At around 2:30 the movie addresses the issue of why it looks the way it does using a simple ballistic model for the motion of a set of discrete particles that represent a random density field (the Zel'dovich model). The filaments are there but too fuzzy. So at ~3:00 it generalizes this so as to achieve greater realism by making the particles sticky. This is the "adhesion model", which is governed by the Burgers-Hopf equation, which is easily solved by geometric means. There is no gravity in this - it's ballistics acting on density field generated by a Gaussian Random process with a known covariance function (or power spectrum).

The adhesion model is a remarkable representation of the structure. It shows how nothing "special" is required to generate the pattern of the cosmic web. That's the "how".

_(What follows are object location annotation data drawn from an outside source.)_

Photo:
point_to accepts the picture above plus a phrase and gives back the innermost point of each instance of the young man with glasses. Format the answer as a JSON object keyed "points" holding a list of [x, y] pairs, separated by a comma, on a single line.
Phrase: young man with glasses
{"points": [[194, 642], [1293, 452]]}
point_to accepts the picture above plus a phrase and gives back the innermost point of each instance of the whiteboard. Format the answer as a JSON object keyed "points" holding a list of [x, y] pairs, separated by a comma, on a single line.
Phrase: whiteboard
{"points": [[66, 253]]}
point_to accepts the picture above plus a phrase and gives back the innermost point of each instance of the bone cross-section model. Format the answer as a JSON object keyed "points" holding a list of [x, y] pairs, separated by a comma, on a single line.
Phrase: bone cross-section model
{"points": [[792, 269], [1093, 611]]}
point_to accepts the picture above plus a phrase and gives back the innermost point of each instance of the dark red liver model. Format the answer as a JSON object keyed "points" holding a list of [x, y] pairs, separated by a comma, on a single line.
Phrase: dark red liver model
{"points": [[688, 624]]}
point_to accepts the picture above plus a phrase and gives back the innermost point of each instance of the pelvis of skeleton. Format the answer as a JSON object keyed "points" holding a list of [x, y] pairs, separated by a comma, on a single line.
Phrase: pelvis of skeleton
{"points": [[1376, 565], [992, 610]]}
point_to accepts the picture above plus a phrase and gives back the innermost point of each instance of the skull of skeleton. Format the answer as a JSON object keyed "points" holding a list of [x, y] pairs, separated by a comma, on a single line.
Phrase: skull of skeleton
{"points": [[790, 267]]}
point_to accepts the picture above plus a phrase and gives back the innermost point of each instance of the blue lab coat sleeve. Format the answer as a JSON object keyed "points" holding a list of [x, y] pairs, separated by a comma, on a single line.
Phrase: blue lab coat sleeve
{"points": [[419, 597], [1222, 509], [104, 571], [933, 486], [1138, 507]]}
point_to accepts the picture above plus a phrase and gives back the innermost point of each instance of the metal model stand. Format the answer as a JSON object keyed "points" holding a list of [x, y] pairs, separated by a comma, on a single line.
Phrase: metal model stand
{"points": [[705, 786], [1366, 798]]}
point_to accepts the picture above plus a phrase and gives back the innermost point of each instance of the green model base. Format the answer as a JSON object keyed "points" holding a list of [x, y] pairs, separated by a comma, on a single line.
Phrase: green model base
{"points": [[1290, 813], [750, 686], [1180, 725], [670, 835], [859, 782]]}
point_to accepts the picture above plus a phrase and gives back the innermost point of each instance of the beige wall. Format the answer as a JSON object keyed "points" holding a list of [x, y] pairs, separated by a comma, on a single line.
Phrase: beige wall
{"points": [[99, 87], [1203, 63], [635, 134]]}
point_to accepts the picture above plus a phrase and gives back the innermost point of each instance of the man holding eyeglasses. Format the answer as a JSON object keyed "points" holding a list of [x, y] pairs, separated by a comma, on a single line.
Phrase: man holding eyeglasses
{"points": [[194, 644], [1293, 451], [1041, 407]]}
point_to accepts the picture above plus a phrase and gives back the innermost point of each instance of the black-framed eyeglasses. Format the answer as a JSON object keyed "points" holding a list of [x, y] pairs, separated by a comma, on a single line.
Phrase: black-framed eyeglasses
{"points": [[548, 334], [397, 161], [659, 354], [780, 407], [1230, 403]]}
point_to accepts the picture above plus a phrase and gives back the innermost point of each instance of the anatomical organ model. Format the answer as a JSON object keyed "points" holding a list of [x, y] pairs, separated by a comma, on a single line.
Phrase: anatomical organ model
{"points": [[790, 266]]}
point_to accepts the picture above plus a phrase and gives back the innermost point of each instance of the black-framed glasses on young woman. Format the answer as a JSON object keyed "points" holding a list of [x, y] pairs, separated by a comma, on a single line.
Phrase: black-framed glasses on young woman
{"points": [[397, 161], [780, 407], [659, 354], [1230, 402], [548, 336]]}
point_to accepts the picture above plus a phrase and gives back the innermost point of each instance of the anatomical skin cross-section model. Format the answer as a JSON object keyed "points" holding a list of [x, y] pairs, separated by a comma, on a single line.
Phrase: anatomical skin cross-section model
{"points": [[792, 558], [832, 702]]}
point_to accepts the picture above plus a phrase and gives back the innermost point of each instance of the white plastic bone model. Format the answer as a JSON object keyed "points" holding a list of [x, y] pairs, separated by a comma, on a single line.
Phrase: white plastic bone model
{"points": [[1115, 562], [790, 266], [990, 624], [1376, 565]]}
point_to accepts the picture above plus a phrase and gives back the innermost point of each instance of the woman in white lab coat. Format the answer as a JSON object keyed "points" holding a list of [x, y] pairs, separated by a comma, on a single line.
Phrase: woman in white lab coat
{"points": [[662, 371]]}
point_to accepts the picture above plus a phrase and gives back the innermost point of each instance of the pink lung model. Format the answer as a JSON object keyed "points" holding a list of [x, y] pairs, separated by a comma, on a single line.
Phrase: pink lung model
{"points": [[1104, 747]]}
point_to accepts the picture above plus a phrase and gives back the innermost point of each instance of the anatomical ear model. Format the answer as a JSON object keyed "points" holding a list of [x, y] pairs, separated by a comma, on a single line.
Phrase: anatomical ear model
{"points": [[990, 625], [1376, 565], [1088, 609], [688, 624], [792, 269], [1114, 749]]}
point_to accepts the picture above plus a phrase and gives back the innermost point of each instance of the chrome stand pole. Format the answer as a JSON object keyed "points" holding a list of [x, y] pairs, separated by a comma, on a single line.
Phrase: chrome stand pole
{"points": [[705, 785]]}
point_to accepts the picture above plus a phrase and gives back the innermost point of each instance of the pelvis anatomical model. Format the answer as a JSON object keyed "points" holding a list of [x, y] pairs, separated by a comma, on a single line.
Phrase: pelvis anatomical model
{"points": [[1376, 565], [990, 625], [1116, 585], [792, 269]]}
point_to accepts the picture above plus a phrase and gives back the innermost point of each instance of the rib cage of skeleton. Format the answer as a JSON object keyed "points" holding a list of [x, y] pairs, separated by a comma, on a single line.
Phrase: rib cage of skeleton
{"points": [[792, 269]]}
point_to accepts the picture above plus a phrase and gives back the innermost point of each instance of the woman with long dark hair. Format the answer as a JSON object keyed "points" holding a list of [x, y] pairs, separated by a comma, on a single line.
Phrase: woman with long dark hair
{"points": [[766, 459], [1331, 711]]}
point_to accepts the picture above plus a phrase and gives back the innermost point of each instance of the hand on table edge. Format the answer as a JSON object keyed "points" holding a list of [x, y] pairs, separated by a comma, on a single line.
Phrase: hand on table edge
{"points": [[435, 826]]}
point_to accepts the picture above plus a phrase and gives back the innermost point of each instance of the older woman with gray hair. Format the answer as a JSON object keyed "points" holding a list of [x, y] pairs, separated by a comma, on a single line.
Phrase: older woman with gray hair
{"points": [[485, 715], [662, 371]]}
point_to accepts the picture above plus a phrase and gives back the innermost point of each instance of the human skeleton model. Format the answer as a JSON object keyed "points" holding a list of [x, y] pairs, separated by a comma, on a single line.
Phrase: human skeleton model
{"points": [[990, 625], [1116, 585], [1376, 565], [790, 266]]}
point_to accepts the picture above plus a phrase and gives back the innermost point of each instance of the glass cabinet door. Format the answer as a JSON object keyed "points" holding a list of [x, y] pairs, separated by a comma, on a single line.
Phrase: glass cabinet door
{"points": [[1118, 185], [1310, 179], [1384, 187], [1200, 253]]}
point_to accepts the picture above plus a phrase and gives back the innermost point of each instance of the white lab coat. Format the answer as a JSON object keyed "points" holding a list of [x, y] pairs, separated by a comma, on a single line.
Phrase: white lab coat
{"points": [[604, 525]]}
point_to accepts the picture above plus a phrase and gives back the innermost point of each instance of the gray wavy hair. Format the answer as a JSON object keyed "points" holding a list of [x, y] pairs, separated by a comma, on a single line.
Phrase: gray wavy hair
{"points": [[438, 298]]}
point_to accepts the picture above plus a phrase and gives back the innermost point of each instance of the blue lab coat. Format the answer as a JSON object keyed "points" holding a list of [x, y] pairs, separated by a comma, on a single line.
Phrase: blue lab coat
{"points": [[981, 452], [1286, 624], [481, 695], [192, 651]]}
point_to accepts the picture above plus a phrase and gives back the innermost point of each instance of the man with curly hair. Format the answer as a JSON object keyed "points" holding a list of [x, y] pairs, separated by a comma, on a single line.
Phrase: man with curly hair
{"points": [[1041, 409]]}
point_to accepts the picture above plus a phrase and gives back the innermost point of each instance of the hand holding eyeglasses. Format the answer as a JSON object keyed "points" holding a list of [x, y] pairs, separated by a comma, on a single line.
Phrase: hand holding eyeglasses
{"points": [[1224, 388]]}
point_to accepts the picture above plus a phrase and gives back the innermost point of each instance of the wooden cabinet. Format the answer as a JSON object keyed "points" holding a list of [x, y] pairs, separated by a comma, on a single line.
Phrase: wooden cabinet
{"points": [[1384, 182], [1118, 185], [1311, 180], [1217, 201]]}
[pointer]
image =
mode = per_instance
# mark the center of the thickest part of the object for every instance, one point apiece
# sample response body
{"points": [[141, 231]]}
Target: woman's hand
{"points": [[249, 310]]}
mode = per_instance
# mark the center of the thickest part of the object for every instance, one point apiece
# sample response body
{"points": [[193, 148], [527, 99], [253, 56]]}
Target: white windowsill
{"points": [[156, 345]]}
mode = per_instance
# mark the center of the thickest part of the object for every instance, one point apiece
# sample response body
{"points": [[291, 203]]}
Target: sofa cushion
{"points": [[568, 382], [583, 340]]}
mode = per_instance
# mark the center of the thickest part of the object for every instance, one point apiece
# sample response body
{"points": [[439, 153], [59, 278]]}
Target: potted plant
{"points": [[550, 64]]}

The "why does the structure look like it does?" is a little more complex: this is the question of emergent geometry which is understood in terms of the technical language of the Lagrangian description of the flow. But the graphics is pretty and quite didactic, so worth a look. This happens after around 5:30.

The movie compares appearance of the flow simultaneously in both Lagrangian and Eulerian space. In the Lagrangian picture the particles have fixed coordinates,

A short descriptive article goes with the movie: http://arxiv.org/pdf/1205.1669v1.pdf and a short explanatin of the Lagrangiuan view is at http://arxiv.org/pdf/1211.5385v1.pdf This is part of the thesis work of Johan Hidding from the Kapteyn Instutue in Groningen (supevisor Rien van de Weygaert - the father of the cosmic web according to Richard Bond). A full presentation of the nature of the singularities in terms of Morse Theory is at http://arxiv.org/pdf/1311.7134v1.pdf and there are several other papers pending.


The baryonic acoustic oscillations (BAO) have a present-day scale $sim 100 h^{-1}$ Mpc. This has little or nothing to do with the appearance of voids, which appear predominantly on scales of $sim 20h^{-1}$ Mpc. and below. The BAO scale is only detected in the galaxy distribution by correlation analysis and does not manifest itself by mere visual inspection, unlike the voids, filaments and clusters that dominate the appearance of the cosmic web. If anything, the voids scales are determined by the velocity field power spectrum, which is to be expected in light of the way the Zel'dovich approximation works (as explained in the movie I referred to).

I would have added this as a comment to the post except that I have insufficient reputation and so this is the only way I can make the point. Apologies are offered if they are in order.